Diante desse quadro restou saber o que fazer de mim, podada que fui ao longos da infância, o que me fez chegar à adolescência sem saber muito como demonstrar e dizer para as pessoas que eu gostava delas. Lembro que aos 14 anos conversei com uma amiga sobre isso, a Claudinha. Eu invejava sua espontaneidade afetiva e o resultado disso nas pessoas; pedi que me ensinasse, pois tinha certeza que não queria ser como minha mãe, nem tampouco como meu pai. O que ela me disse foi muito simples: "se você quer, faça acontecer. Beije e abrace, ande de mãos dadas mesmo com as amigas. Vai ser difícil no começo, mas um dia você vai estar fazendo isso com naturalidade". Me determinei e comecei, mas não foi fácil. Eu tinha toda uma inibição, além do olhar repreendedor dos meus pais que carregava na mente.

Aos 16 comecei terapia e um grupo de movimento que me ajudou por demais no contato físico com outras pessoas, que até por outras questões pessoais, principalmente com o masculino, era muito complicado. Foram 3 anos de treino, todas as sextas-feiras. Foi lá que o Gilberto identificou e me ajudou a desenvolver o abraço que todas as pessoas elogiam. Toda sexta-feira, terminado o grupo, a gente se despedia abraçando os demais participantes. Era um abraço real que tinha a intenção de agradecer por a pessoa ter estado no grupo e compartilhado de momentos tão íntimos e delicados, muitas vezes, nos ajudando a superar dificuldades. E o Gilberto ficava na expectativa do meu abraço e sentia tanto prazer nessa hora, que o mantinha por um bom tempo e no começo sempre dizia: "isso, se entrega! Deixa a energia vir para os braços, para o peito; isso! Agora o coração. É isso mulher! Teu abraço é especial, pois você abraça de coração aberto". Pode parecer estranho a muita gente, mas sim, eu aprendi a demonstrar afeto nos muitos anos de terapia e trabalhos corporais. Um trabalho muitas vezes árduo, pois você tem de superar toda a aversão que muitas vezes sente e a vontade de sair correndo, ou de que um buraco abra e você se enfie nele.

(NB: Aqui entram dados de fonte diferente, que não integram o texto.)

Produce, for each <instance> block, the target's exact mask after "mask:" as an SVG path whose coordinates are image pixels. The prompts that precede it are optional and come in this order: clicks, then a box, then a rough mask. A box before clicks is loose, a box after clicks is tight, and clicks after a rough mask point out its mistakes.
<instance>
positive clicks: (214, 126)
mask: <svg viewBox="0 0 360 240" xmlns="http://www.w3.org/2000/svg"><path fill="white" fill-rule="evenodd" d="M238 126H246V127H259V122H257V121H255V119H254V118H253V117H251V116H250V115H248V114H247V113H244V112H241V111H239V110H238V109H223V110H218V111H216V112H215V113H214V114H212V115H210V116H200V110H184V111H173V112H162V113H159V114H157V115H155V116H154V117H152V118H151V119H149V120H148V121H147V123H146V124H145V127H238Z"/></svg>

Sei que muitas pessoas que me vêm hoje em dia acham que minha afetividade é natural, mas não é: é fruto de muito treino e terapia; de muito choro e superação. Também entram nessa lista outras habilidades que desenvolvi e traumas que superei. Afinal não foi àtoa que fiz 15 anos de terapia. É, não foram 15 dias, nem 15 meses; FORAM 15 ANOS mesmo. Dos 16 aos 30 anos ralei muito emocionalmente para chegar onde cheguei, porque terapia não é fácil e nem indolor, embora seja bom.

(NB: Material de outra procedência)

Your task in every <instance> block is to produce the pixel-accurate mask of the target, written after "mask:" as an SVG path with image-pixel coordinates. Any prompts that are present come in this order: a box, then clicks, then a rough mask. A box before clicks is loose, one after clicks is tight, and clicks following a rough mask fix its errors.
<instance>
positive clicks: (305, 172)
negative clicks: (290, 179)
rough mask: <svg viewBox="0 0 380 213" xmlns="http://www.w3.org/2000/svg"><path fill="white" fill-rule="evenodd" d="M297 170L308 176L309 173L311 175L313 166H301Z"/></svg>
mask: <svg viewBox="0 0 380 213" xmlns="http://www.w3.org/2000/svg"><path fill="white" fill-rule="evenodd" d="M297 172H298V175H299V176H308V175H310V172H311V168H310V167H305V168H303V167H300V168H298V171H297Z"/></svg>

O resultado prático disso tudo que escrevi acima é que, afetivamente, quero tudo. Quero palavras e gestos de amor. Não quero meio pacote; me contentar só com uma parte. Quero ouvir "eu te amo" e sentir que sou realmente amada. Quero gestos de amor, demonstrações de carinho, mimo e buquês de rosas vermelhas. Não preciso ser melada, é verdade, e nem faz meu tipo. Eu mesma não sou de melar ninguém, porém quem amo não fica sem gestos e palavras de carinho constantes. E isso porque aprendi ao longo dos anos, que não ter nunca nenhuma palavra doce, nenhum gesto carinhoso não me alimenta ou motiva a permanecer na relação. Críticas podem até ser boas, mas como tudo, em excesso, só destroem.

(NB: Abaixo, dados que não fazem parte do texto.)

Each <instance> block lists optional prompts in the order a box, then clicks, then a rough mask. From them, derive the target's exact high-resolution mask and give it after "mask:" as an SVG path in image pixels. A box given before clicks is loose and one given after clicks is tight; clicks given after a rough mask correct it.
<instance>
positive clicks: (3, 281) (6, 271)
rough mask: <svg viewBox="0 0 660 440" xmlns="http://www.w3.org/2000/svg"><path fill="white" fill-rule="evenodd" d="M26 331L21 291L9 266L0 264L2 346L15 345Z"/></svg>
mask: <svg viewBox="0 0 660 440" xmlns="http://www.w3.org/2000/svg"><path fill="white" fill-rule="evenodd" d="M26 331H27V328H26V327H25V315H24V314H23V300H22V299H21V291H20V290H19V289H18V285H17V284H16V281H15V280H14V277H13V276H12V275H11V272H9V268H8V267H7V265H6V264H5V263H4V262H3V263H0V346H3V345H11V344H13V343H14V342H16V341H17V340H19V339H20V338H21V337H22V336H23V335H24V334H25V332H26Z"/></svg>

O mais importante é que viver meus pais foi bom. Talvez tenha vindo deles o maior aprendizado que poderei esperar nessa vida e que é justamente entender que as pessoas podem me amar sem nunca conseguirem demonstrar isso com gesto e palavras doces. E que se eu não tive alternativa com meus pais, nas minhas demais relações posso entender e aceitar que a pessoa seja assim, mas posso também escolher não conviver, pois é algo que no dia-a-dia me machuca muito.